J’écoutais avec un étonnement troublé cette gravité nouvelle dans sa voix.

« Je songe, » dit-elle, « au Passage du Géant. L’avenir est pareil à un chemin de montagne qu’il faut creuser dans le rocher. La foule s’arrête, hésitante et stupide, devant les blocs infranchissables qui surplombent le gouffre. Mais un Géant se lève et marche en tête. Il se fraie un héroïque passage à travers les ronces et la pierre. La soif le consume et la solitude l’enfièvre… Il périt avant d’atteindre l’Autre Versant… L’irrésistible force de toutes ces faiblesses se rue alors dans la voie qu’il a tracée. On les voit fourmiller par millions, là où est mort le Géant précurseur… S’il y a vraiment en toi quelque chose de grand, fais comme lui, va vers ton Destin. Méprise le lâche bonheur, choisis la meilleure part, qui est la part des larmes.

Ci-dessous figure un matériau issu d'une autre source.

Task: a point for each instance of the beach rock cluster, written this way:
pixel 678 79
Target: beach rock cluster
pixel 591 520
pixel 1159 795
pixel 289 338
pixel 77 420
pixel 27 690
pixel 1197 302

— Je ne sais si le bonheur, infiniment rare, est inférieur à la souffrance, lot universel, » protestai-je.

« Soyons calmes et limpides, veux-tu ? Ne plongeons point ainsi jusqu’au fond des abîmes de vérité et de mensonge. La nuit me semble lasse, — lasse comme moi toute… Mais, demain, je renaîtrai avec l’aube, et je serai pour toi l’Avril au rire indécis, l’Avril dont la joie recèle des promesses de moissons tristes, de moissons encore endormies.

— Il n’y aura point d’aube sur le passé, Vally. Le passé meurt avec les dernières étoiles. L’Avenir seul est l’Aurore.

— Je suis écœurée de sagesse et de raison et de vérité. Je suis écœurée de tout ce qui n’est point le simple amour. »

Je lui répondis de toute mon ancienne tristesse :

« L’amour aussi a ses aurores espérantes, ses midis fervents, ses couchants mélancoliques et ses longues nuits sans lune. Tu le sais mieux que moi, toi qui crains la Métamorphose plus que la Mort. »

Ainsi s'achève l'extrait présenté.